If those memorable references to Walt Whitman in Down By Law and William Blake in Dead Man did not already suggest that Jarmusch has a deep interest in high culture, his employment of Christopher Marlowe (John Hurt) as an ageing vampire in Only Lovers Left Alive – who incidentally insists that it was he that wrote the bulk of Shakespeare’s output – does so.

While Adam proclaims that he has no artistic and intellectual heroes, a wall littered with framed portraits of the famous figures of intellectual life, scanned and admired in detail, suggests that both he and Jarmusch do indeed. As both Adam and Eve have had what could be millennia to absorb all the riches of humanity’s cultural output, it is no wonder that they appear highly knowledgeable and at times, snobbish.

While Adam is an emotional and disillusioned figure, ordering the creation of a wooden bullet for what we assume will be a future suicide attempt, Eve appears highly rational and with a deep sense of wonder. Jarmusch has stated that one would need a substantial interest in the world in order to be able to withstand the extended life sentence brought by vampirism – this is offered to Eve but unfortunately not Adam.

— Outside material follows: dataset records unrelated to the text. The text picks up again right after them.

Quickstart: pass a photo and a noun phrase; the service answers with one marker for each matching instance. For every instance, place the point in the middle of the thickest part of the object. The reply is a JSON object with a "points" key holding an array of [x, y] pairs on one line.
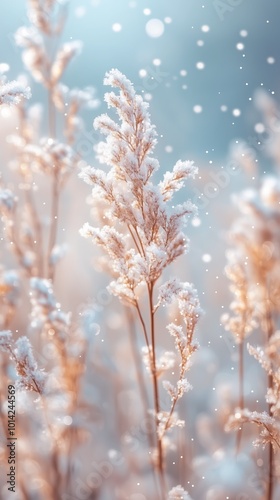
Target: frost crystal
{"points": [[178, 493]]}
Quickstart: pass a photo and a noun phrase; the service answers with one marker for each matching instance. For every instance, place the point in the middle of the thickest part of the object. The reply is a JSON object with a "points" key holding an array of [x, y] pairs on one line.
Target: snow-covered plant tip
{"points": [[11, 92], [142, 234]]}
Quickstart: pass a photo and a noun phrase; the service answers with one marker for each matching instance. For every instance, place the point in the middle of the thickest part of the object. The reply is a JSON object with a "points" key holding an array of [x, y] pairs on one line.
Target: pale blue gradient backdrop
{"points": [[222, 82]]}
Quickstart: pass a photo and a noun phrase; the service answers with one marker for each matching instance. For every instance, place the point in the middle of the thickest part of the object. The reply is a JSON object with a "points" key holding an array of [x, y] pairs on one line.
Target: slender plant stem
{"points": [[55, 191], [38, 230], [54, 224], [139, 373], [156, 392], [241, 391], [269, 330]]}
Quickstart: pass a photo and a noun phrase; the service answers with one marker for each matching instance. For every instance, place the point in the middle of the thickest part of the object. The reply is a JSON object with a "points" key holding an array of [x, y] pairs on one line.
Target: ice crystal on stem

It is suggested through his virtuosic performance of a Paganini caprice on the violin that Adam was once a highly skilled classical musician; however, we quickly see that his interest in the dark, grungy, drone of the electric guitar has replaced any in the Italian master. Is this the decline of western culture, represented here through Adam, reiterated disgust at modern society and the background decay of the once-thriving industrial and artistic centre of Detroit?
 
While it may seem that Adam and Eve lead an anachronistic life – a considerable amount of their possessions, furniture and clothes are from a distant past – they use Skype, Apple iPhones (a nod to the book of Genesis?) and electric guitars and differ from traditional ideas of vampirism. Without the ability to fly (Eve must take public transport to America to visit Adam) or to shape-shift, in addition to their relatively normal existence, these vampires are less fantastic than most. They differ from humans – or ‘zombies’ (the walking dead) as referred to in the film by the vampires – merely in their thirst for blood and their complexion, immortality, extraordinary knowledge and talents.

Following the reunion of Adam and Eve in Detroit after a great deal of time spent separated, the narrative of the film centres on the addition of Eve’s younger sister Ava who arrives on Adam’s doorstep after a hiatus of 87 years. She is a destabilising force and, unlike her older sister, has not accustomed herself to the demands of 21st-century life. After seducing and drinking one of Adam’s closest ‘zombie’ friends, she is thrown out of Adam’s mansion and the two lovers are left to deal with the body – a moment of conventionality shot with unconventional methods by Jarmusch.

As perceivable from the two lists offered above, Only Lovers Left Alive takes the familiar vampire genre and Jarmuschises it, offering a minimalist, idiosyncratic and highly interesting (especially to Jarmusch fans) film. For those unaccustomed to Jarmusch, this is perhaps the perfect introduction: lacking the austere minimalism of his first films, their frequency of pause and silence, but keeping their deadpan humour and offering an accessibility rare within his oeuvre. The performances of Swinton, Hiddleston and Hurt are impressive and hyper-cool as expected. For some, Only Lovers Left Alive could prove to be the long sought-after antidote to Twilight and its ilk.